IL bene monumentale più importante è il castello ducale che il re normanno Roberto il Guiscardo edificò nel 1073. Ha pianta quadrata e quattro torri cilindriche orientate verso i punti cardinali, con la torre mastio funzionale a resistere agli assedi e baluardo di difesa della sottostante pianura. È alta più di 30 metri e furono i Saluzzo a conferirle l’attuale forma che, costruendovi una torre ottagonale, passò da torre fortificata a panoramica da cui è possibile ammirare il Golfo di Corigliano, lo Ionio e il massiccio della Sila Greca.
All’interno, lungo le pareti si svolge una narrazione pittorica squisitamente neogotica: affreschi con scene della Gerusalemme Liberata del Tasso, episodi epici dell’antica Roma ed una carrellata di stemmi gentilizi eseguiti tra il 1870 e il 1871 dal fiorentino Gerolamo Varni. Di storie da raccontare questo maniero ne ha davvero tante. Dopo i Normanni, secolo dopo secolo, la rocca fu degli svevi, degli angioini, degli aragonesi, del viceregno spagnolo.
Nel 1490, per volere di Ferdinando d’Aragona la vecchia fortezza normanno-angioina viene trasformata in un vero maniero. Dopo la congiura dei Baroni, per accertarsi di quanto fedele gli fosse il popolo, Ferrante d’Aragona, duca di Calabria, nel gennaio del 1489 fa sosta a Corigliano e si sistema nel castello. Ma vi dormì male e malsicuro; decise così di riattarlo, a spese dei cittadini, come ricorda l’epigrafe fatta apporre sulla cortina d’ingresso a lato del ponte levatoio.

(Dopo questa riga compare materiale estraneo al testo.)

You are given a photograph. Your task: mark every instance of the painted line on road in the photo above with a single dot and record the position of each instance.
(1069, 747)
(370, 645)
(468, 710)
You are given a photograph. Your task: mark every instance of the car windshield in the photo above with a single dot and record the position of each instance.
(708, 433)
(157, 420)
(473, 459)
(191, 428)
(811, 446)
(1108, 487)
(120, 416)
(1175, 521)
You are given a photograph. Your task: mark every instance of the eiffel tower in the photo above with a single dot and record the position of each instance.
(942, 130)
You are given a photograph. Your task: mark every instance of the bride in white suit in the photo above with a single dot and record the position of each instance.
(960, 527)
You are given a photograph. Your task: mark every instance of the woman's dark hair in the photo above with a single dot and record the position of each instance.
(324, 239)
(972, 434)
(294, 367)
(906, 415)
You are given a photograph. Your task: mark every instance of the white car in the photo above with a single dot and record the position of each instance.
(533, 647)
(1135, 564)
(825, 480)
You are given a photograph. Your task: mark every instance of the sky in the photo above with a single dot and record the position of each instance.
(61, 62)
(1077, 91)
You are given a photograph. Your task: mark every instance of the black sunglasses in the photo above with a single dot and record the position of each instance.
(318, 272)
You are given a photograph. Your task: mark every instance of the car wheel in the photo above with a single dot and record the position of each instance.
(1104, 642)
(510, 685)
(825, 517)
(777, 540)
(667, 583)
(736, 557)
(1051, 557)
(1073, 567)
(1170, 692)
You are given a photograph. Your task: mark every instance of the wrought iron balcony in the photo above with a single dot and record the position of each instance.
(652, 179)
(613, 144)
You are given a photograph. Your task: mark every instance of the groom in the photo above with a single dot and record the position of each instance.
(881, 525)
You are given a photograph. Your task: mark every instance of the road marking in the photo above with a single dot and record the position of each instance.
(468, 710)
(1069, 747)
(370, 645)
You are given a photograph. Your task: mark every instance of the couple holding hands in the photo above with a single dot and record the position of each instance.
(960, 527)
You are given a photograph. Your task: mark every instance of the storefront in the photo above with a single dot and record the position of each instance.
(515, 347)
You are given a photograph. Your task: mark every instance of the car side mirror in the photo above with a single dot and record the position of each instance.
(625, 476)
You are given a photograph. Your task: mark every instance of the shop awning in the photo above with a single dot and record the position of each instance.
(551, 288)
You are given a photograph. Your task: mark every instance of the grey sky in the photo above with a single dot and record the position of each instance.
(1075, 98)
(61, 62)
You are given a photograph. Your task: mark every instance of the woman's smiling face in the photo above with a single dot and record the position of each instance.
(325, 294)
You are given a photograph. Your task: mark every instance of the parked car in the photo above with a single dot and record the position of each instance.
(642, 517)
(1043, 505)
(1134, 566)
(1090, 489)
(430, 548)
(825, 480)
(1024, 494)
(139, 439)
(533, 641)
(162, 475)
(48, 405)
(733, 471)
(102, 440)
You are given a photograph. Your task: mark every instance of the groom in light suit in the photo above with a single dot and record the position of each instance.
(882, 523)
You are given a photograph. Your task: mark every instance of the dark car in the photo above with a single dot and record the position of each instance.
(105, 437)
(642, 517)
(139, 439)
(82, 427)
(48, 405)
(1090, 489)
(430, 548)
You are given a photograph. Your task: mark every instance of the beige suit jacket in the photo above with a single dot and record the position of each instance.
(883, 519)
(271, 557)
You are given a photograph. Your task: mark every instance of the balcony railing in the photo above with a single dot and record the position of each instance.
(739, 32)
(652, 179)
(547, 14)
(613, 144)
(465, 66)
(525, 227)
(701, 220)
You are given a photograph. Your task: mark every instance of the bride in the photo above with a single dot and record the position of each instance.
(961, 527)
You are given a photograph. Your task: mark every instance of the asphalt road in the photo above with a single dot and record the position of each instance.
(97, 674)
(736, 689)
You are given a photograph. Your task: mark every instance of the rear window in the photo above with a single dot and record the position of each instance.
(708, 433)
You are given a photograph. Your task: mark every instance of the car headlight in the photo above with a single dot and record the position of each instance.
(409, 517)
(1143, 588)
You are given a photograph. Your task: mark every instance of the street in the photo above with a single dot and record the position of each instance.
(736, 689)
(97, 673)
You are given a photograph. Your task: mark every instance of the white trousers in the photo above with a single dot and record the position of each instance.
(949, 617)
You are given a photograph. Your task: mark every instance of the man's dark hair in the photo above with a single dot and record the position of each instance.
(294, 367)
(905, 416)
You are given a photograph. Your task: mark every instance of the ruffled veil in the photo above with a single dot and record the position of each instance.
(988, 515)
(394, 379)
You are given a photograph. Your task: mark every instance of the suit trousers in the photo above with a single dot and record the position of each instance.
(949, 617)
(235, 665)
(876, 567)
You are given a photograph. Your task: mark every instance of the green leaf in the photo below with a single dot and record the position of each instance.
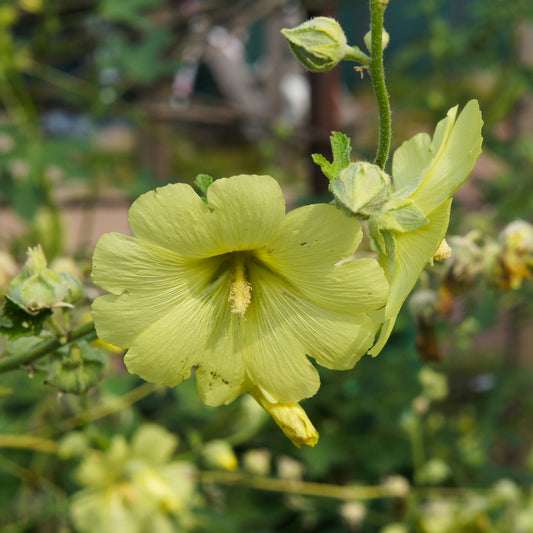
(16, 321)
(203, 181)
(341, 148)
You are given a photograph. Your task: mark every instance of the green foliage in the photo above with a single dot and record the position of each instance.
(341, 148)
(16, 321)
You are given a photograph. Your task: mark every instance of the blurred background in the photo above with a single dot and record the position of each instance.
(102, 100)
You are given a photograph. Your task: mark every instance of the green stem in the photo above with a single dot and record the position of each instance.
(377, 73)
(47, 346)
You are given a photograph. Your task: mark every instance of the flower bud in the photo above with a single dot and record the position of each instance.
(434, 383)
(443, 252)
(319, 44)
(219, 454)
(37, 287)
(75, 368)
(384, 40)
(396, 486)
(291, 418)
(362, 189)
(434, 472)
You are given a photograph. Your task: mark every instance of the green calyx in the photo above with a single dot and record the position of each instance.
(361, 189)
(320, 44)
(75, 368)
(37, 287)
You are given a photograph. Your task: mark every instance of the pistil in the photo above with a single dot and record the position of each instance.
(240, 294)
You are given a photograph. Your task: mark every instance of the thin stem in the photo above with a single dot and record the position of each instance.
(326, 490)
(47, 346)
(355, 54)
(377, 73)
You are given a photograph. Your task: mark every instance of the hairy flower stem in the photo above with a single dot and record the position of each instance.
(47, 346)
(377, 73)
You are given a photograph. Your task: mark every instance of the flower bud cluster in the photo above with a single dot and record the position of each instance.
(37, 287)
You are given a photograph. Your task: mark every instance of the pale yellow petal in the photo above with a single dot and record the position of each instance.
(176, 218)
(455, 159)
(147, 282)
(247, 211)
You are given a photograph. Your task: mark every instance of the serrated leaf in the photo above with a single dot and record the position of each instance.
(203, 181)
(16, 321)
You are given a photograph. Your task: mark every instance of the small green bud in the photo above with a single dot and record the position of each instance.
(75, 368)
(434, 383)
(319, 44)
(434, 472)
(384, 40)
(37, 287)
(362, 189)
(73, 288)
(219, 454)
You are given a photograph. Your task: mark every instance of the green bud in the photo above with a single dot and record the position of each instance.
(75, 368)
(384, 40)
(319, 44)
(434, 383)
(423, 305)
(362, 189)
(401, 215)
(73, 288)
(8, 268)
(435, 471)
(219, 454)
(37, 287)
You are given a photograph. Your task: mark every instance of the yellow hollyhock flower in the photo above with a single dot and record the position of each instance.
(134, 487)
(426, 173)
(240, 291)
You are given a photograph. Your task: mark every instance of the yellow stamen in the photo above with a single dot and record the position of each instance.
(443, 252)
(240, 294)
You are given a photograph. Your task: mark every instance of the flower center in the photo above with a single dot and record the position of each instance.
(240, 294)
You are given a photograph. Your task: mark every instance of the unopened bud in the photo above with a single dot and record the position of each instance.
(75, 368)
(37, 287)
(443, 252)
(319, 44)
(219, 454)
(291, 418)
(362, 189)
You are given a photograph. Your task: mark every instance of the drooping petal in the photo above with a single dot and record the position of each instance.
(410, 159)
(247, 211)
(176, 218)
(312, 240)
(455, 159)
(146, 283)
(413, 251)
(220, 376)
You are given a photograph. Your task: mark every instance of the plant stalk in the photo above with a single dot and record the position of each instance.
(9, 363)
(377, 73)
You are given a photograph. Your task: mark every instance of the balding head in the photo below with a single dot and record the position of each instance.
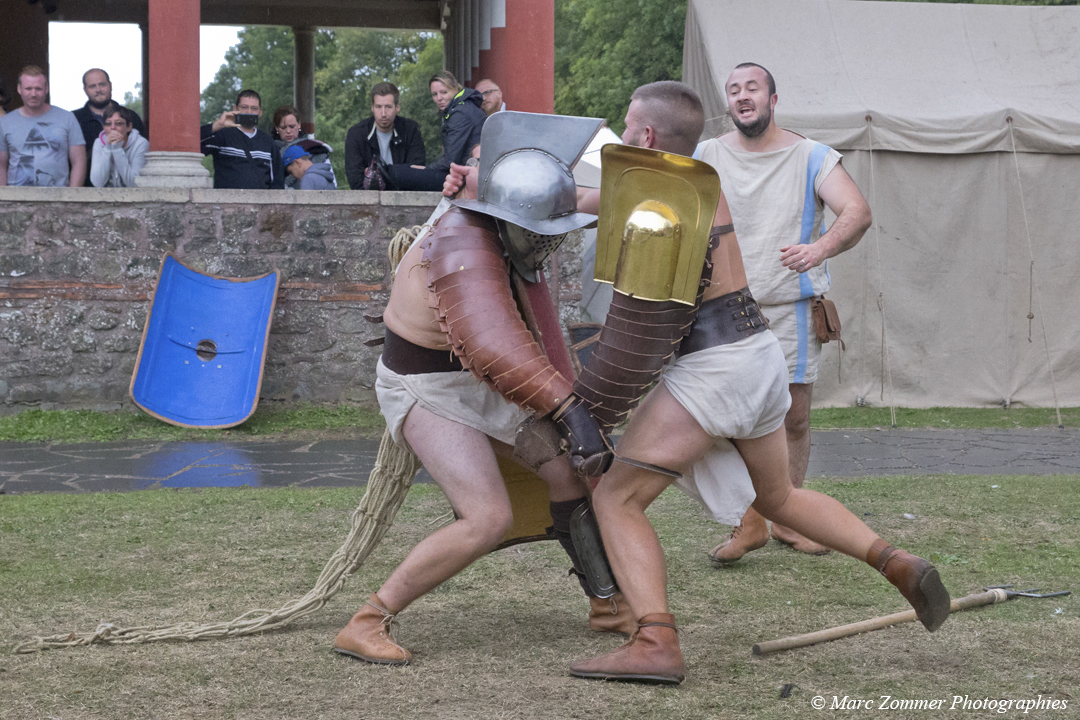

L’edificio rappresenta un perfetto esempio di
architettura difensiva del tardo Quattrocento, con torri angolari, cortine bastionate, fossato. Autore di quei restauri fu Antonio Marchesi da Settignano, al
servizio del duca di Calabria, incaricato di fortificare
i castelli del Regno. Si irrobustirono le cortine e si
elevarono le torri, creato il fossato e gettati ponti levatoi. Di sana pianta venne invece costruito il rivellino le cui forme hanno fatto ipotizzare la mano del geniale architetto senese Francesco di Giorgio Martini.
Oltrepassato il ponte levatoio, sormontato dal blasone dei Compagna, si accede ad un piccolo cortile dove si trovano le carceri, la polveriera, i camminamenti interni e le cucine. Salendo, si giunge alla piazza d’armi e da qui nelle sale del castello.
I Compagna, cedendo alle lusinghe dello spirito romantico in voga in quel tempo, nell’Ottocento abbellirono la fortezza con pitture e ornamenti neogotici. Il Salone degli Specchi, la gran sala per le
feste, è tra le cose più belle da vedere. È abbellito sullo stile delle nobili residenze della capitale del regno. Armonia di forme e colori, decorazioni in oro zecchino e cristalli di Boemia fanno da quinta alla balconata a trombe-l’oeil dipinta da Ignazio Perricci
nel 1872 che pitturò questo sala come la prima anticamera a mezzogiorno della reggia di Caserta. Dal soffitto, coppie di popolani in costume porgono il saluto agli ospiti; sullo sfondo, pezzi di vero cristallo, regalano l’illusione di essere sotto un cielo stellato.
Proseguendo il percorso (da non perdere la quadreria sparsa del XVIII-XIX secolo), la camera da letto del barone, la sala da pranzo e il caminetto con cariati di putto in finissimo marmo bianco.
Qualche sala più avanti, nella cappella voluta dal duca Saluzzo in una torre d’angolo, è la “Madonna con Bambino e Santi” (la Salve Regina!), una bella pala su tavola al centro di un trittico dipinto nel 1872 dal pittore napoletano Domenico Morelli.
Queste stanze videro principi e re: Ferrante d’Aragona re di Napoli nel 1489, Carlo III di Borbone re delle due Sicilie nel 1735, Vittorio Emanuele III di Savoia, come principe ereditario nel 1891 e poi come re nel 1932, suo figlio Umberto principe ereditario nel 1932.
Ora tutto questo è diventato il Museo Castello Ducale.